GresikSatu | Pemerintah Kabupaten (Pemkab) Gresik melalui Dinas Perhubungan (Dishub) tengah mengkaji penerapan sistem angkutan feeder dalam kota. Inisiatif ini bertujuan memudahkan akses masyarakat menuju titik-titik transportasi utama seperti halte Bus TransJatim, terminal, stasiun, hingga area pelabuhan.
Kepala Bidang Angkutan Dishub Gresik, Suhartono, menjelaskan bahwa kajian masih dalam tahap awal dan dilakukan secara komprehensif. Dishub Gresik melibatkan Institut Teknologi Sepuluh Nopember (ITS) dan Dishub Jawa Timur sebagai mitra ahli untuk merancang sistem ini secara teknis dan strategis.
“Kami masih menggodok ide tersebut. Saat ini masih dalam tahap kajian bersama ITS dan Dishub Jatim,” ungkap Suhartono, Jumat (16/5/2025).
Sebagai bagian dari proses kajian, Dishub Gresik juga telah melakukan studi banding ke daerah lain yang telah lebih dulu menerapkan sistem feeder, yaitu Blitar dan Madiun.
“Kemarin kami studi banding ke Blitar dan Madiun.
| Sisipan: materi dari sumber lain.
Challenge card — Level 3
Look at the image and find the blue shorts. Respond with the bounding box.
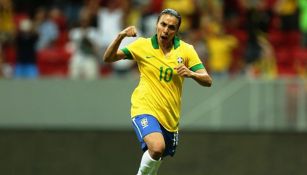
[132,114,178,157]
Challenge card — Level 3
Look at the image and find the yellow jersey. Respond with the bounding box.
[121,35,204,132]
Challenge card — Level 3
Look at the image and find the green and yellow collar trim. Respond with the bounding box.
[151,34,180,49]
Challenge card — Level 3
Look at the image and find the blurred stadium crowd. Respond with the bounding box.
[0,0,307,79]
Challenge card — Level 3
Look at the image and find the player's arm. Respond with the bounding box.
[103,26,137,63]
[175,64,212,87]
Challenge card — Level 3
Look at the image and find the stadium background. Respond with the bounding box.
[0,0,307,175]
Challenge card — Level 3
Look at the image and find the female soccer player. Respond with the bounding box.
[103,9,212,175]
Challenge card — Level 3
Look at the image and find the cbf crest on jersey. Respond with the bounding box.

Mereka sudah terlebih dulu punya sistem feeder yang berjalan,” jelasnya.
Dari hasil kunjungan tersebut, pihaknya berharap Gresik bisa meniru langkah serupa, terutama mengingat kondisi Gresik sebagai daerah industri yang padat. Suhartono menilai sistem feeder dapat menjadi solusi untuk mengurai kemacetan, khususnya pada jam berangkat dan pulang kerja.
“Gresik ini wilayah industri, banyak pabrik. Jadi kemacetan saat jam sibuk itu tinggi sekali. Harapan kami, dengan feeder ini bisa mengurangi kemacetan. Kecelakaan juga semoga bisa turun, karena data terakhir menyebutkan angka kecelakaan di Gresik termasuk tinggi di Jawa Timur,” katanya.
Saat ini, menurut Suhartono, ada dua skema yang sedang dipertimbangkan untuk penerapan sistem feeder. Pertama adalah pola scrapping, yakni menggandeng pemilik trayek lama dan melakukan transformasi melalui pembaruan kendaraan atau pengalihan peran mereka dalam sistem baru. Kedua, melibatkan pihak ketiga secara penuh untuk mengoperasikan layanan feeder.
“Scrapping itu artinya pemilik trayek lama kita ajak bicara. Apakah mereka bisa tetap terlibat, misalnya sebagai sopir, atau kendaraannya diremajakan dan tetap dipakai. Sedangkan opsi kedua, murni dijalankan oleh pihak ketiga. Semua urusan dengan pemilik trayek lama juga jadi tanggung jawab pihak ketiga,” paparnya.
Namun demikian, Suhartono mengingatkan bahwa opsi kedua harus dikaji matang karena berpotensi memunculkan gesekan jika tidak dikelola dengan komunikasi yang terbuka. Terlebih, pemerintah tidak bisa memberikan santunan langsung kepada pemilik trayek lama karena aturan yang berlaku.
“Itu yang sedang kami kaji. Mana yang lebih efektif dan minim risiko. Keputusannya tetap ada di tangan Pak Bupati,” imbuhnya.
Untuk tahap awal, kawasan kota akan dijadikan lokasi uji coba (pilot project) sistem feeder. Pemilihan ini didasarkan pada tingginya tingkat kemacetan harian di area perkotaan. Selain itu, angkutan kota (angkot) saat ini dinilai sudah tidak diminati masyarakat karena tidak efisien dari sisi waktu dan kepastian jadwal.
“Istilahnya, angkot ini hidup segan mati tak mau. Sepi penumpang karena tidak ada kepastian waktu mereka jalan. Feeder ini berbeda. Mau ada penumpang atau tidak, tetap jalan sesuai jadwal. Jadi lebih bisa diandalkan,” ucap Suhartono.
Rencananya, halte feeder akan tersebar di berbagai titik di Gresik dengan pembagian tiga rute utama, yakni wilayah utara, tengah, dan selatan. Namun, rute pasti masih menunggu hasil final dari kajian yang sedang berjalan.
“Dishub Jatim sudah siap membantu pembangunan haltenya. Tapi titik pastinya masih menunggu hasil kajian rute,” pungkasnya.